Perhaps shared memory could be a way to pass guests performance data
to the host if PMU activities are suppressed across TD entry and exit
transitions for the guest TD is under off-TD debug and is untrusted.

>>
>> If you're saying that setting this bit is unacceptable, then perhaps
>> the TDX folks need to redesign their in-guest PMU support.
> 
> It's fine with *me*, but I'm not too picky about the PMU.  But, it
> sounded like Peter was pretty concerned about it.
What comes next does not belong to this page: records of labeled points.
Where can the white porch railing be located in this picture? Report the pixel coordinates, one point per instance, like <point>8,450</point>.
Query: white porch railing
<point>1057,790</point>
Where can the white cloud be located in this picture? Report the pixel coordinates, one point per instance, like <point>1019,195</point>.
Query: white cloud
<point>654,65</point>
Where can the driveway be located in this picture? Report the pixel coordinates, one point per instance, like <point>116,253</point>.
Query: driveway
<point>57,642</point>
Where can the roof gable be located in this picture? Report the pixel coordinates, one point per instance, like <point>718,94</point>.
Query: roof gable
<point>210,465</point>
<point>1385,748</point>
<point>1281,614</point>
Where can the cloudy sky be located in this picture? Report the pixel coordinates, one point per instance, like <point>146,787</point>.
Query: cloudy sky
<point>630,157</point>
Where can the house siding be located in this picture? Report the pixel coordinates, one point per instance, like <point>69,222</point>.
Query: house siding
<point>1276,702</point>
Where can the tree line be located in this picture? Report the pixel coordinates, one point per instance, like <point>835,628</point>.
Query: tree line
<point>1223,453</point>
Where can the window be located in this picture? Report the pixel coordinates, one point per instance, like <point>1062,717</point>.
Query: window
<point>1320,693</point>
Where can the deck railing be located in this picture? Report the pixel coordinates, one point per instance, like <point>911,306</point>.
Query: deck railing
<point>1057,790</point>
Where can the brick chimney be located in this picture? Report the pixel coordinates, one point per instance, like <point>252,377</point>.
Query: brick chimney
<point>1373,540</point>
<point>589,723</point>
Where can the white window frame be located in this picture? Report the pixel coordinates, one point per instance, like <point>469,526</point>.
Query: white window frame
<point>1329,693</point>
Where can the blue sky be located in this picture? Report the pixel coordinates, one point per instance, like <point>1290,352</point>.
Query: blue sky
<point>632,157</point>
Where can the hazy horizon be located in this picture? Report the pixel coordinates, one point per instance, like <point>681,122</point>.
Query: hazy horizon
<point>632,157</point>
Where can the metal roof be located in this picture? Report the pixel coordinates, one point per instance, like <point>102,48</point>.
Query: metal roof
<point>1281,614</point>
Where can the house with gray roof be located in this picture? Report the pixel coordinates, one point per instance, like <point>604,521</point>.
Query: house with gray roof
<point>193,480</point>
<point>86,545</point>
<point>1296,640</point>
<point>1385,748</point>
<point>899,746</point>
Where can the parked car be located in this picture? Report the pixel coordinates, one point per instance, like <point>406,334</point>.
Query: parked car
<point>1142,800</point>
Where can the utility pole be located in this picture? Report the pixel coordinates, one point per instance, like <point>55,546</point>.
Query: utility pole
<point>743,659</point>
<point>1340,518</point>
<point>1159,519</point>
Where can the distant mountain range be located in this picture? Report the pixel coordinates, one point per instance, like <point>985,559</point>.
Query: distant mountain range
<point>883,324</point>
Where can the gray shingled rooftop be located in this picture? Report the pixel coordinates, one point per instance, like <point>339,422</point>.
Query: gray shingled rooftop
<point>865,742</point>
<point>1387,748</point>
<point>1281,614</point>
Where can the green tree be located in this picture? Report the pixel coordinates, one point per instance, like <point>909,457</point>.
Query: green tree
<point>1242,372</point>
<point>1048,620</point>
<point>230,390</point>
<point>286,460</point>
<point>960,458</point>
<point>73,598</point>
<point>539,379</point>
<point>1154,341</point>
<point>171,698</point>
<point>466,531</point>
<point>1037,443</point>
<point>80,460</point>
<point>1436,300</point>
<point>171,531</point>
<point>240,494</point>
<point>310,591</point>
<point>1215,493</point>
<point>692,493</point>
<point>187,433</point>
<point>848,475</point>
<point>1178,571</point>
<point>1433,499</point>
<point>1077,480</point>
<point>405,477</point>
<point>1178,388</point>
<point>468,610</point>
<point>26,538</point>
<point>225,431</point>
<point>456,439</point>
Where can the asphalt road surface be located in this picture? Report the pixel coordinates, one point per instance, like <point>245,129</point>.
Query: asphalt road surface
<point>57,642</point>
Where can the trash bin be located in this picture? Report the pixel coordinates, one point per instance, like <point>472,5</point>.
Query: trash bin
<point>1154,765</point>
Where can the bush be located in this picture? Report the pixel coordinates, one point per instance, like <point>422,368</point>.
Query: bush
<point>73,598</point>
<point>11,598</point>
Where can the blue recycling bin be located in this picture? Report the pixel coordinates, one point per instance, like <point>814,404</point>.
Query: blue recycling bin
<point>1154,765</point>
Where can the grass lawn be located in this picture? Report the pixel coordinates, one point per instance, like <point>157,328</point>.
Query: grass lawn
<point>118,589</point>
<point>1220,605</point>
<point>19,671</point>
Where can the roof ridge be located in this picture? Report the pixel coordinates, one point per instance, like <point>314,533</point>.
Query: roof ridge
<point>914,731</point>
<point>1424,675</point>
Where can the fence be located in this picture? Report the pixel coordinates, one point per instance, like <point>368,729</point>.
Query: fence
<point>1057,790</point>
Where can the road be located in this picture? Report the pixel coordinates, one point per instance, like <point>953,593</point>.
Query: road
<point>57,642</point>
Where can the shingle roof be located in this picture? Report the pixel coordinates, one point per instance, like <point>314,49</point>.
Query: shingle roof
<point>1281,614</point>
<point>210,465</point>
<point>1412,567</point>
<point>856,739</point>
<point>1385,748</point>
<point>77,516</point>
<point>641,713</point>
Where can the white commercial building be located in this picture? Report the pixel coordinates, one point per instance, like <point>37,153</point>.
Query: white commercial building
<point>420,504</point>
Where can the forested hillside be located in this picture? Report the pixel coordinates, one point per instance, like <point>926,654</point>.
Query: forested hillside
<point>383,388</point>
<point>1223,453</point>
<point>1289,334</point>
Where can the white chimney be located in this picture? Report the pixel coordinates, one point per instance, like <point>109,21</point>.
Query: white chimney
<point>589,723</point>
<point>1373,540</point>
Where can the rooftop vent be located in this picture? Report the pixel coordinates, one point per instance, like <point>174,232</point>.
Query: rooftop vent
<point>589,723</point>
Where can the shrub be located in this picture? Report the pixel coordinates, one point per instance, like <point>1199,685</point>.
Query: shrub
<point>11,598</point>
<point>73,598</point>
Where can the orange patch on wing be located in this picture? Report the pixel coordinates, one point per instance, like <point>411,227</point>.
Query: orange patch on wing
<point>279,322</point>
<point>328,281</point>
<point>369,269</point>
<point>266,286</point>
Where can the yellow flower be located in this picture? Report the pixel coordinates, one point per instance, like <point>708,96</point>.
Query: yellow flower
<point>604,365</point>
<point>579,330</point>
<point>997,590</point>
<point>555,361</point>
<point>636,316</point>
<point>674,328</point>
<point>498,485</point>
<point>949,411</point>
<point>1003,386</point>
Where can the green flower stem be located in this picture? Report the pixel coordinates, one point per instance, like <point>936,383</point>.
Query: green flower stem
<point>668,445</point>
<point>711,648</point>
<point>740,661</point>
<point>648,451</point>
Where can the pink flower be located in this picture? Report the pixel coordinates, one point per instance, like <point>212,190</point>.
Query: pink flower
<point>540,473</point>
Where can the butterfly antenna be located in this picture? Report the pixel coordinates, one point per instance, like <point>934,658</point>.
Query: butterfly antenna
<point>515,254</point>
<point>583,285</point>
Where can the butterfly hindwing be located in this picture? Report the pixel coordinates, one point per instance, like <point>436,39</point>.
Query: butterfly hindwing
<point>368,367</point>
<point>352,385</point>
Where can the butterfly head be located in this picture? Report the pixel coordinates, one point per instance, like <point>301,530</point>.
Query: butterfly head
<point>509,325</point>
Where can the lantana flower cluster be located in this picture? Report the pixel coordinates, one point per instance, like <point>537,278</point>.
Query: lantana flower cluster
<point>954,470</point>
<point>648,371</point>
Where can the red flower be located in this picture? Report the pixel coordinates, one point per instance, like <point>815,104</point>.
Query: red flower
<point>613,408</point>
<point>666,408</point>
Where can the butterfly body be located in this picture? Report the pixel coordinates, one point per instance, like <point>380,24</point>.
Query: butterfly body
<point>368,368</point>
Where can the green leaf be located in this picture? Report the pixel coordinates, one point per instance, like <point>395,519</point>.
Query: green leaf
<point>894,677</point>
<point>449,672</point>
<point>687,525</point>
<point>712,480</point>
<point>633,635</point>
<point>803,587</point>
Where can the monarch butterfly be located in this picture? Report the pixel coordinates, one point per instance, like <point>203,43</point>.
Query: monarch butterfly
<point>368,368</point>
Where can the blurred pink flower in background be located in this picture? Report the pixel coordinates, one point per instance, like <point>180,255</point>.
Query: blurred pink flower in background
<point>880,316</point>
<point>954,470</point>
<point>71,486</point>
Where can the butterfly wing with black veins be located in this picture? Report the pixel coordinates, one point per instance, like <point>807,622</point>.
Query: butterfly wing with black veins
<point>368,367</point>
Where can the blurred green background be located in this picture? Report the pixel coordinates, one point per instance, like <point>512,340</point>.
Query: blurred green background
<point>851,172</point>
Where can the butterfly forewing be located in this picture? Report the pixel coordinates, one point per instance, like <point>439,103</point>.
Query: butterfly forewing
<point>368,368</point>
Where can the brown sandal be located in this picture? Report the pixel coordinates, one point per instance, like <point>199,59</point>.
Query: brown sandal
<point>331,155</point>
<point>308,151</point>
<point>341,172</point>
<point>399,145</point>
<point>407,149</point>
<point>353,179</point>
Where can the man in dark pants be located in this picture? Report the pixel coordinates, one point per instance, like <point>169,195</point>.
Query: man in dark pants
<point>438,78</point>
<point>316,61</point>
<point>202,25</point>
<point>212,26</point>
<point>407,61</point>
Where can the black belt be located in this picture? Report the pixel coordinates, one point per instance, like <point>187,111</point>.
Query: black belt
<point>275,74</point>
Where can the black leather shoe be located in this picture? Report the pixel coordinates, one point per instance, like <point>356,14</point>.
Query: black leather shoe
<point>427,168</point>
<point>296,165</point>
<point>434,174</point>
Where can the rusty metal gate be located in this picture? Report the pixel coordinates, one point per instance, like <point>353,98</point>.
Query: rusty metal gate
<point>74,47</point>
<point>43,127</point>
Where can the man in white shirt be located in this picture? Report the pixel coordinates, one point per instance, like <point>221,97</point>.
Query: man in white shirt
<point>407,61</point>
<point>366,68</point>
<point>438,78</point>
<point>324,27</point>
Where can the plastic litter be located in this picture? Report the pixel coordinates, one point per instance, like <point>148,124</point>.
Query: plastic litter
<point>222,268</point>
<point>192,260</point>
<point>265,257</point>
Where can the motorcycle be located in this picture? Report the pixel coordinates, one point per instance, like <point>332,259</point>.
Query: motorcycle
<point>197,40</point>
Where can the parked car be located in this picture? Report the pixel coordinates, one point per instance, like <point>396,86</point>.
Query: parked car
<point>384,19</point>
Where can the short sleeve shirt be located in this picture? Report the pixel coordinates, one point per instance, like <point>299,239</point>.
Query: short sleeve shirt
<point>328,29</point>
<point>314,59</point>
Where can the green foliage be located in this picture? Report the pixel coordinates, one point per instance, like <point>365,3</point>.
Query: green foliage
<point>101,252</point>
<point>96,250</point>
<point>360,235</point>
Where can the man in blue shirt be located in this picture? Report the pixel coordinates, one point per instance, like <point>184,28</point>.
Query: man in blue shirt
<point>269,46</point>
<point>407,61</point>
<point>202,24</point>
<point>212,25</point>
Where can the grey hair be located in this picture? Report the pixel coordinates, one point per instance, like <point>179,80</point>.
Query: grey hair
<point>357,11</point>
One protocol I've seen is that the (TD or normal) guest cannot compromise
the host's availability to PMU resources (at least in the host runtime).

It's pretty fine and expected that performance data within the trusted TDX guest
should be logically isolated from host data (without artificial aggregation).

> 
> In any case, if we (Linux folks) need a change, it's *possible* because
> most of this policy is implemented in software in the TDX module.  It
> would just be painful for the folks who came up with the existing mechanism.
> 

When the code to enable ATTRIBUTES.PERFMON appears in the mailing list,
we can have more discussions in a very good time window.